Entourant l'énorme croix catholique, on pouvait observer une inscription latine en lettres gothiques :
Sanctum Foedus
- Monsieur, cela fait plusieurs fois que vous venez, puis je vous poser une question ?
- Allez-y fit l'homme tout en baissant son pantalon.
- Quel est votre prénom ?
Le colosse brun la dévisagea sévèrement. La jeune asiatique tremblante regretta déjà d'avoir posé cette question. Il détourna le regard, fixa pensif le ventilateur du plafond, puis :
- Vous n'avez qu'à m'appeler "Azraël" répondit-il avec un petit sourire en coin.

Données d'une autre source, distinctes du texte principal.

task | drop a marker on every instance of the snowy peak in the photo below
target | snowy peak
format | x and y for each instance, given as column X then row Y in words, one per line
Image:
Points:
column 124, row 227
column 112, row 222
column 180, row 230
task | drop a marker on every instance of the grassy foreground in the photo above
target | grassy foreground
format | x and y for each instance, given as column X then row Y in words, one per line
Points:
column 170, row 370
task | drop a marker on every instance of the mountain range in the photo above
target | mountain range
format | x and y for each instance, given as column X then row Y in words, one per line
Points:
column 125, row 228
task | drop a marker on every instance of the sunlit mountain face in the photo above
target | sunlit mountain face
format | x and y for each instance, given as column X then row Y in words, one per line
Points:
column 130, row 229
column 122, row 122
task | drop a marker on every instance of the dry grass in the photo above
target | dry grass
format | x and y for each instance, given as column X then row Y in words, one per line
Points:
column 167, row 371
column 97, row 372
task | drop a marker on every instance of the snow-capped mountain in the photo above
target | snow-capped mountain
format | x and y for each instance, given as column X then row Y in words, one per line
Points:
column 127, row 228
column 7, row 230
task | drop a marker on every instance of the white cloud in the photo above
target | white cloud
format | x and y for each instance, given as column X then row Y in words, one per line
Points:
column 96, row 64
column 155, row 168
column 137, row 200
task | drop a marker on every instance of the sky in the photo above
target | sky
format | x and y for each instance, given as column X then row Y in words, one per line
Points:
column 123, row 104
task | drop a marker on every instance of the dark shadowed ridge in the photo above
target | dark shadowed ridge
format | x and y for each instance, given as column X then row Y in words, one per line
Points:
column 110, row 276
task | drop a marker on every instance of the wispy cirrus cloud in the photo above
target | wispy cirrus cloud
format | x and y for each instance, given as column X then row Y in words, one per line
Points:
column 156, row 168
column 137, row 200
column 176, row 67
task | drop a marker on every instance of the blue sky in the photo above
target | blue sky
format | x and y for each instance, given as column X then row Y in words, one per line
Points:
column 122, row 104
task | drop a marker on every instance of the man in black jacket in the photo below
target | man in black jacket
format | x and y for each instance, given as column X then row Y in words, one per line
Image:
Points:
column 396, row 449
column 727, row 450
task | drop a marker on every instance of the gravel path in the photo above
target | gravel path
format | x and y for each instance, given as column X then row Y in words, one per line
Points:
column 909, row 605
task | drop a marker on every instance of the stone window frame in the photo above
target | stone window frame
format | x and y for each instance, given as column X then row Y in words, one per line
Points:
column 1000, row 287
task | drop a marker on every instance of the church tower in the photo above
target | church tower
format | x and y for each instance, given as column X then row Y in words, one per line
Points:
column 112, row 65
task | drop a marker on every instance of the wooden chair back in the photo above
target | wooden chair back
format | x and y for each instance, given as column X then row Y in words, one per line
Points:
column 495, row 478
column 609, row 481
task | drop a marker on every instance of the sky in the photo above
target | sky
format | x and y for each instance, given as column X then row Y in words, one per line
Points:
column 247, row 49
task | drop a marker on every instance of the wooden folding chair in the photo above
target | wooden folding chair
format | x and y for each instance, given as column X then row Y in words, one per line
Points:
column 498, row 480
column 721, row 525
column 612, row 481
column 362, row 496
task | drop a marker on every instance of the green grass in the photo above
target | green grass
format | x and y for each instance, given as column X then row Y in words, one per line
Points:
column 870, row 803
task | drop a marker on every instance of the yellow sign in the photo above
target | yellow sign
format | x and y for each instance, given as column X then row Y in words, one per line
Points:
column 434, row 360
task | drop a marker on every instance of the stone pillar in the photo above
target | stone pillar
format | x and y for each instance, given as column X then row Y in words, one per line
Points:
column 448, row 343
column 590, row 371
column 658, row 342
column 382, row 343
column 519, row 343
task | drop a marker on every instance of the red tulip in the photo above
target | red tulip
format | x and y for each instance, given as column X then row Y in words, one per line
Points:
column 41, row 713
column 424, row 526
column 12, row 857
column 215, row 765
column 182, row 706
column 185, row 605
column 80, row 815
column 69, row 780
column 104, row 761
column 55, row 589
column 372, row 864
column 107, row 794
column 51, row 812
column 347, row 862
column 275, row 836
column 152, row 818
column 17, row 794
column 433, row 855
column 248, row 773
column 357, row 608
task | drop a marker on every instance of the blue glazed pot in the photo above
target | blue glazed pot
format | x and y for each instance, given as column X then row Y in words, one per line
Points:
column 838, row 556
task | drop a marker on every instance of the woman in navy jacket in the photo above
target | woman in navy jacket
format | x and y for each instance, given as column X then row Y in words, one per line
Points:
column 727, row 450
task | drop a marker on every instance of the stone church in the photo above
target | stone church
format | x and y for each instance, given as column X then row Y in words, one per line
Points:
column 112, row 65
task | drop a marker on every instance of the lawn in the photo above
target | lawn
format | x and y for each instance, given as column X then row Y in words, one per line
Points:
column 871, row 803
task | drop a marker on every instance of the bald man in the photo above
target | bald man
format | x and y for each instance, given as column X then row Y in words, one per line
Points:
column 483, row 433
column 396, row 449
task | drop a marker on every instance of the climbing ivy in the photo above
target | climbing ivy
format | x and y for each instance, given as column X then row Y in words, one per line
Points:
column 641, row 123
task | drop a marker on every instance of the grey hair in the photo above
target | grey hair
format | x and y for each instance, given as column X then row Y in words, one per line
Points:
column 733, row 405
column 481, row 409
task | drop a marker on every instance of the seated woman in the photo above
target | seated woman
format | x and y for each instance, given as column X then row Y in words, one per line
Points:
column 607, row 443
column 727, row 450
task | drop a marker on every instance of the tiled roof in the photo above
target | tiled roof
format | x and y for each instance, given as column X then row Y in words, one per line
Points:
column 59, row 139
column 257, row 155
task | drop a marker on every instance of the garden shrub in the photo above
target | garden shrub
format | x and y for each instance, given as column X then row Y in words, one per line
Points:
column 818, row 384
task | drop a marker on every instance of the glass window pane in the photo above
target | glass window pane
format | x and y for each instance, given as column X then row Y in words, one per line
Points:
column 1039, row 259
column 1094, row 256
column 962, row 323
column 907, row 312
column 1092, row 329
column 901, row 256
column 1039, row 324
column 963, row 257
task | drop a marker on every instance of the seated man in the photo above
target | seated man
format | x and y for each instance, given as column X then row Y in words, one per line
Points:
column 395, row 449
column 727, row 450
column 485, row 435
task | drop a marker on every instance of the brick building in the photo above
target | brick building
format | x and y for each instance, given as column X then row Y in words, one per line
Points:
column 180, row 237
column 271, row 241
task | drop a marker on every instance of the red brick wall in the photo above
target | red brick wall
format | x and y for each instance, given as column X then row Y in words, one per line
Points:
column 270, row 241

- Installez vous alors Monsieur Israël, dit la tonkinoise qui visiblement n'avait rien compris.
L'hidalgo catholique en caleçon s'allongea sur la table d'examen.
La jeune asiatique, déguisée en bonne sœur, regarda ses cuisses déjà parsemées de cicatrices et eut des difficultés à trouver où appliquer le cilice qu'elle avait dans les mains.
- Ici cela vous ira ? Dit elle en entourant la cuisse avec l'outil de pénitence sur une zone où les cicatrices étaient anciennes.
L'homme ne répondit pas. Il posa sa grosse main poilue sur celle de la jeune asiatique et sans rien dire la força à serrer brutalement le cilice.
Il ne put retenir un râle de souffrance mais ne cria pas.
- Serre plus fort bon Dieu ! lui dit-il en faisant un signe de croix grimaçant.
- J'essaie Monsieur, j'essaie !
La jeune asiatique prit le cilice à deux mains, appuya l'une de ses tongs sur le pied de la table d'examen et tira de toutes ses forces d'un coup sec.
- Par Belzébuth ! Pardonne moi seigneur mais je ne fais qu'obéir aux ordres de tes disciples ! ...cria-t-il
La bonne sœur de fortune serra encore.
- Je t'offre cette douleur, c'est ma pénitence ! continuait-il.
Comme cela commençait à lui plaire, la frêle inquisitrice tira encore sur l'instrument de torture.
Cette fois-ci l'homme n'en pût plus. Il chercha à attraper tout ce qui lui tomba sous la main pour lui faire signe d'arrêter. Il s'agrippa à la tunique de la bonne sœur et la déchira. L'asiatique se retrouva alors littéralement en string à côté de lui et stoppa net sa torture.
Le moine catholique moderne souffla longuement de soulagement et resta prostré sans bouger pendant quelques minutes. Pendant que la none en string désinfectait les instruments de torture, il marmonna :
Pater noster, qui es in caelis,
sanctificetur nomen tuum ;
adveniat regnum tuum ;
fiat voluntas tua
sicut in caelo et in terra.
Panem nostrum quotidianum
da nobis hodie,
et dimitte nobis debita nostra,
sicut et nos dimittimus
debitoribus nostris,
et ne nos inducas in tentationem
sed libera nos a malo.
Amen.
- Ah bientôt Monsieur !
L'homme ne répondit pas. Il se leva difficilement comme s'il venait de faire un marathon et s'épongea la cuisse dégoulinante de sang.
Il remit sa chemise sur son immense tatouage lorsque son smartphone sonna.
- Allo ?... Bonjour Monseigneur... Oui je n'avais rien de prévu, je suis disponible... À San-Francisco ? Oui pas de problème... Vous m'envoyez tous les détails comme d'habitude sur mon téléphone ?... Parfait, je vous tiens au courant.
L'homme finit de s'habiller, mit un pourboire dans l'assiette chinoise prévu à cet effet sur le comptoir de l'échoppe et s'engouffra à nouveau dans l'ambiance vaporeuse d'un Manhattan dystopique.